You are viewing documentation for Cozystack next, which is currently in beta. For the latest stable version, see the v1.4 documentation.
Running VMs with GPU Passthrough
This section demonstrates how to deploy virtual machines (VMs) with GPU passthrough using Cozystack. First, we’ll deploy the GPU Operator to configure the worker node for GPU passthrough Then we will deploy a KubeVirt VM that requests a GPU.
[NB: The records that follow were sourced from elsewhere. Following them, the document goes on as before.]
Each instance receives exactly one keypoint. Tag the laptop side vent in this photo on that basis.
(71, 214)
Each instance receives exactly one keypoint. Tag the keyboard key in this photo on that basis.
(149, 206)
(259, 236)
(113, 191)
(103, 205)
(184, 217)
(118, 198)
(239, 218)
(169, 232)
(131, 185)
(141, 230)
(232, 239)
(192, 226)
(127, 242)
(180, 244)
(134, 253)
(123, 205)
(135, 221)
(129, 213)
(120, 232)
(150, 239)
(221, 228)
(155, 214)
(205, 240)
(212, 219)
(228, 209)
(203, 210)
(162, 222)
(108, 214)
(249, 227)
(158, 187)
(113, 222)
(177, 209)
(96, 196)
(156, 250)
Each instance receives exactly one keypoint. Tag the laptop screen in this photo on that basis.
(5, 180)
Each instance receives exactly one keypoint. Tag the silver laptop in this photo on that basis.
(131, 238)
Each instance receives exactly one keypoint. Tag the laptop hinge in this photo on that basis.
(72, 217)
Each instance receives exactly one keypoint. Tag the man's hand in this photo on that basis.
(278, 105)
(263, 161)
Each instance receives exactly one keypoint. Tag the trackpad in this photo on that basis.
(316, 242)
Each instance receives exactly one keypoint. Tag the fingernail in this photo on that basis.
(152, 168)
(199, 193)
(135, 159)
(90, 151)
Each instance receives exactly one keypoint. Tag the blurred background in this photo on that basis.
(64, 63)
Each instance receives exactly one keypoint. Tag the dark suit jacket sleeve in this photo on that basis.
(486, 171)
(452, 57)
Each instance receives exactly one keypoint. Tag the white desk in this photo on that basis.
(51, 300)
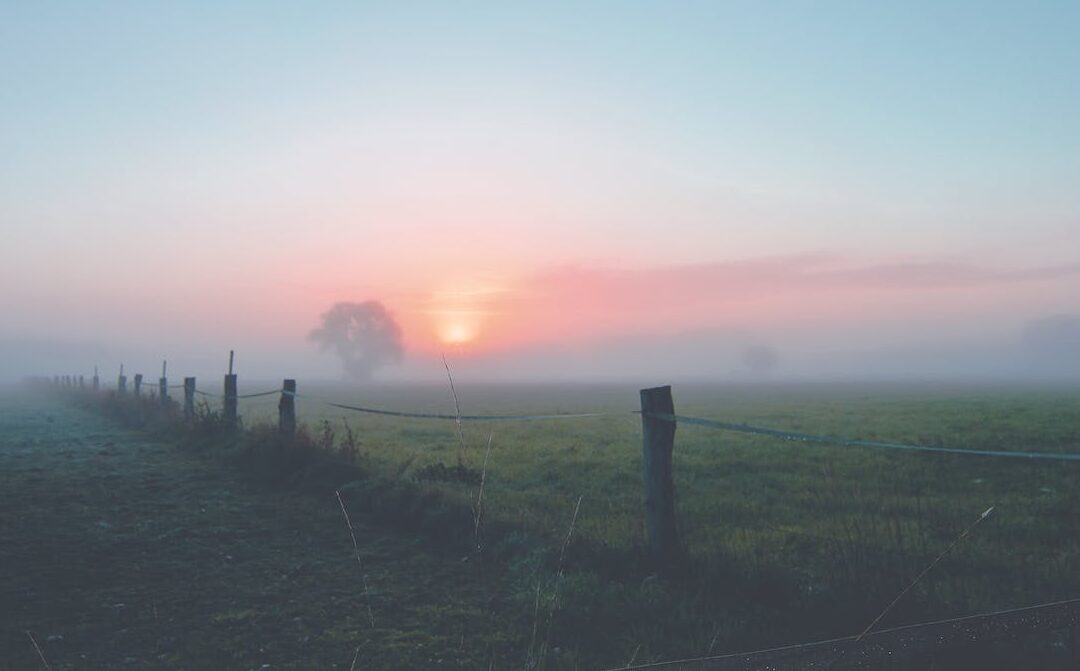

By default, to provision a GPU Passthrough, the GPU Operator will deploy the following components:
- VFIO Manager to bind
vfio-pcidriver to all GPUs on the node. - Sandbox Device Plugin to discover and advertise the passthrough GPUs to kubelet.
- Sandbox Validator to validate the other operands.
Prerequisites
- A Cozystack cluster with at least one GPU-enabled node.
- kubectl installed and cluster access credentials configured.
1. Install the GPU Operator
Follow these steps:
Label the worker node explicitly for GPU passthrough workloads:
kubectl label node <node-name> --overwrite nvidia.com/gpu.workload.config=vm-passthroughEnable the GPU Operator in your Platform Package by adding it to the enabled packages list:
kubectl patch packages.cozystack.io cozystack.cozystack-platform --type=json \ -p '[{"op": "add", "path": "/spec/components/platform/values/bundles/enabledPackages/-", "value": "cozystack.gpu-operator"}]'This will deploy the components (operands).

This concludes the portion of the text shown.